Ayaküstü sohbette, yaşlı bir amca şöyle itiraf etti: “Vaktiyle şehir merkezindeki ekmek fırınında hamur işinde çalışıyordum. İşyerinde yanımıza gelen patron; hususi ekmek hamuru tartılan terazinin altına hamur yapıştırıyor, sırf kar etmek amacıyla eksik gramajlı ekmek çıkarıyordu. Bunu biliyorduk ama rızık peşinde olduğumuz için sesimizi çıkarmıyorduk.”  Tabi kazandığı burada kaldı. Gittiği yere ne götürdü?

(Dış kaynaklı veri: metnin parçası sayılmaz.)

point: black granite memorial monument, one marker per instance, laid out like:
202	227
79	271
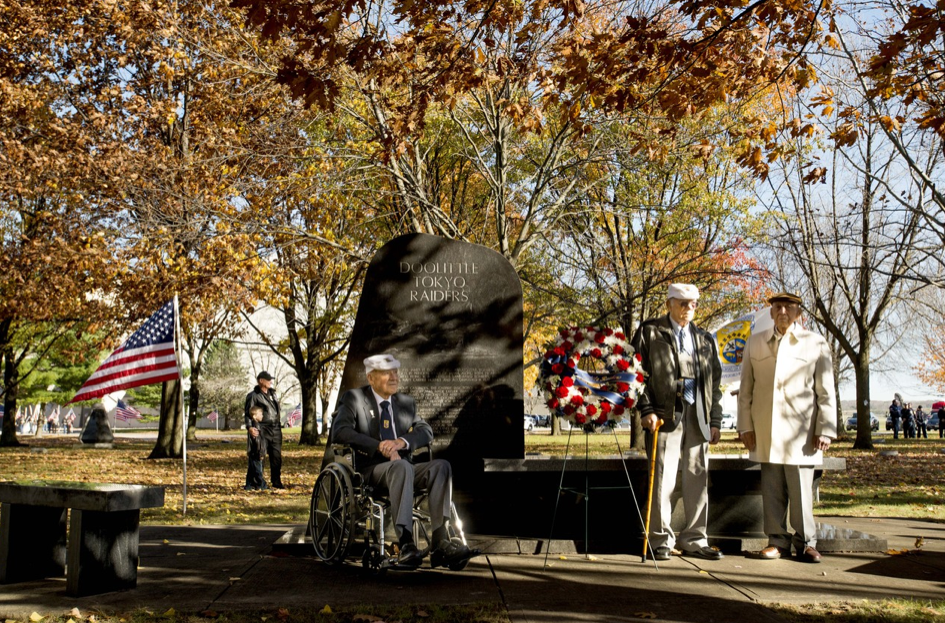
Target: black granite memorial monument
451	312
97	430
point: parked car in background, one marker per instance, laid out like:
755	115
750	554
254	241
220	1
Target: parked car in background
852	421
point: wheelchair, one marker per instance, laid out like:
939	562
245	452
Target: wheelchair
346	514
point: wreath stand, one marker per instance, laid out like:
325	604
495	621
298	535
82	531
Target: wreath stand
587	491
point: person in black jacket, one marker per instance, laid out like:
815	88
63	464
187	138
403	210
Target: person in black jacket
683	391
908	421
383	427
264	396
895	414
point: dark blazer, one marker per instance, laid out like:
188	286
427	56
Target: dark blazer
656	343
357	423
269	404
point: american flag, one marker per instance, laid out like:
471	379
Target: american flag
125	412
296	415
146	357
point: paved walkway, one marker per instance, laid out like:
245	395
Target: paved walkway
225	568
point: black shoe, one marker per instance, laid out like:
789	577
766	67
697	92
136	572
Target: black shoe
409	556
662	553
705	553
452	554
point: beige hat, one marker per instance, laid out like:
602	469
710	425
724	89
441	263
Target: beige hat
785	296
684	291
380	362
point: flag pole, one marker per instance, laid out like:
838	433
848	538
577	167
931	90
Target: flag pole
180	386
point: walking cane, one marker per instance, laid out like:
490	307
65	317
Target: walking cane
649	499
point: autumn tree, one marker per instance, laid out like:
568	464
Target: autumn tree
54	180
316	248
854	251
673	59
223	383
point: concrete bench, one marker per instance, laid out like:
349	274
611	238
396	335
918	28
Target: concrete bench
527	490
101	554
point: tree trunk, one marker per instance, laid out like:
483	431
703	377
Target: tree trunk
325	416
310	434
861	370
10	373
841	431
170	442
193	403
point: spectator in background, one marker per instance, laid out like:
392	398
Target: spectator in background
908	421
264	396
895	414
921	423
255	452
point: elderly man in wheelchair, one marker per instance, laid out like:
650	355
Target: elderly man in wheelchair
379	431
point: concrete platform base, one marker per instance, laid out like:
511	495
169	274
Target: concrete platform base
830	538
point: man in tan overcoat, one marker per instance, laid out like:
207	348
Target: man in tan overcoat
787	418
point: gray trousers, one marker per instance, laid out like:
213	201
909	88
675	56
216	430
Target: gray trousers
682	454
400	478
781	486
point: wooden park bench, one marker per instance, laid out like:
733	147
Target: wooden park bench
101	554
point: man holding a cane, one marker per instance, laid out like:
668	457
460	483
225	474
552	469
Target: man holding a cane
682	400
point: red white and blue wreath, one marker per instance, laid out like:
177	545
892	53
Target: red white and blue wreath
584	397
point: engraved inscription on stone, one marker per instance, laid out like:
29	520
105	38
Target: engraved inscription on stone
452	313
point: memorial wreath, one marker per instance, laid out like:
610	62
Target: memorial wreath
591	397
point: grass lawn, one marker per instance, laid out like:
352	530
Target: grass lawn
909	485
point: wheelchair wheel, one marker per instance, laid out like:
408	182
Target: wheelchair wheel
331	520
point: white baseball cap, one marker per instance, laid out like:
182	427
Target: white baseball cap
380	362
684	291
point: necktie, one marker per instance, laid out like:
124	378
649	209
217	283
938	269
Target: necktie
689	385
387	426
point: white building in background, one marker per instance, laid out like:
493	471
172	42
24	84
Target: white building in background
256	356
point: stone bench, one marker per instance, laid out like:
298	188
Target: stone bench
101	554
527	490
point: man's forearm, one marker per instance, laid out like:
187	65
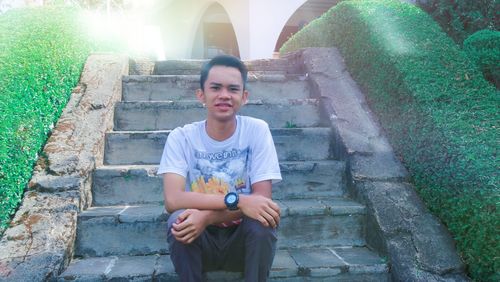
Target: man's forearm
220	216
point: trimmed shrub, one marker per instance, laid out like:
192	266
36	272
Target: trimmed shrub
439	113
462	18
483	47
42	52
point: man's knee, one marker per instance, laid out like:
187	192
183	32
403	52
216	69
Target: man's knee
171	220
255	229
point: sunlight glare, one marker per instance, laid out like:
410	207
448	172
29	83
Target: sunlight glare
127	32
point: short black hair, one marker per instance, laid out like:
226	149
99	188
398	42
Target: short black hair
223	60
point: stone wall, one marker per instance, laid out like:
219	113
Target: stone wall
42	233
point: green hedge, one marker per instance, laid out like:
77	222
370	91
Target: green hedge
42	52
483	47
460	19
439	113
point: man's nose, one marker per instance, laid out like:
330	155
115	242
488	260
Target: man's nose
225	94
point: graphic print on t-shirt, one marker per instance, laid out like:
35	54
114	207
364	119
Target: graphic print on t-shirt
220	172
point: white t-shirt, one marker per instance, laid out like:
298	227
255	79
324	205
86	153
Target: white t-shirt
218	167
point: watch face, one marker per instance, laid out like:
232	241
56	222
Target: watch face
231	198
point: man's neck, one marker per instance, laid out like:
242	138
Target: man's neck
220	131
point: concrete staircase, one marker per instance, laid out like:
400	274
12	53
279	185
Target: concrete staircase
123	235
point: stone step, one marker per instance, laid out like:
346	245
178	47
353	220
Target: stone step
135	185
317	264
171	114
146	147
170	67
177	87
141	230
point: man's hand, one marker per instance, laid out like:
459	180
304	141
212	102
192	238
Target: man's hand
260	208
189	225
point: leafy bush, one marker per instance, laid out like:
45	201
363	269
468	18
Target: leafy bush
462	18
439	113
42	52
483	47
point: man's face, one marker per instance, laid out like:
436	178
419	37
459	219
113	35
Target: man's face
223	93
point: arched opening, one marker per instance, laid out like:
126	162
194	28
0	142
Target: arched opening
215	35
309	11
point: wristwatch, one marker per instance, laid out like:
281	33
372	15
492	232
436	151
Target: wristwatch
231	200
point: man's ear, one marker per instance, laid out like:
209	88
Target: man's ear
200	95
244	98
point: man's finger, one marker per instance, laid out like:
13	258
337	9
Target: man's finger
270	219
275	215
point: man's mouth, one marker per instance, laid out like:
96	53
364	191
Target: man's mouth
223	105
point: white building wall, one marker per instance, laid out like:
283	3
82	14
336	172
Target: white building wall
267	21
257	24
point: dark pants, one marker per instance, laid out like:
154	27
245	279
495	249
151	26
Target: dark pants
248	247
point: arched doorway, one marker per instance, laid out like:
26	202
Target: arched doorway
215	35
309	11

Hesabı orda verecek.
  Nasrettin Hoca’nın karısı ölmüş, tabutu hece taşına konmuş, namazı kılınmış. İmam cemaate sormuş : “ -Muhterem cemaat bu merhumeyi nasıl bilirsiniz?  Hep bir ağızdan : “İyi biliriz” nidaları çıkar. Bu sesi dinleyen Hoca içinden: “Siz gelin onu bi de bana sorun.” Der.
Gazetemiz haberinde okudum: “Afyonkarahisar Belediyesi, Türkiye’de ilk kez düzenlenen ‘Golden City Awards 2016’ Yarışmasında, halk oylamasına göre, ‘En Başarılı İl Belediyesi’ ödülüne layık görüldü.
Dilerim bu gibi başka ödüllere de layık olur. Takdir Allah’tan.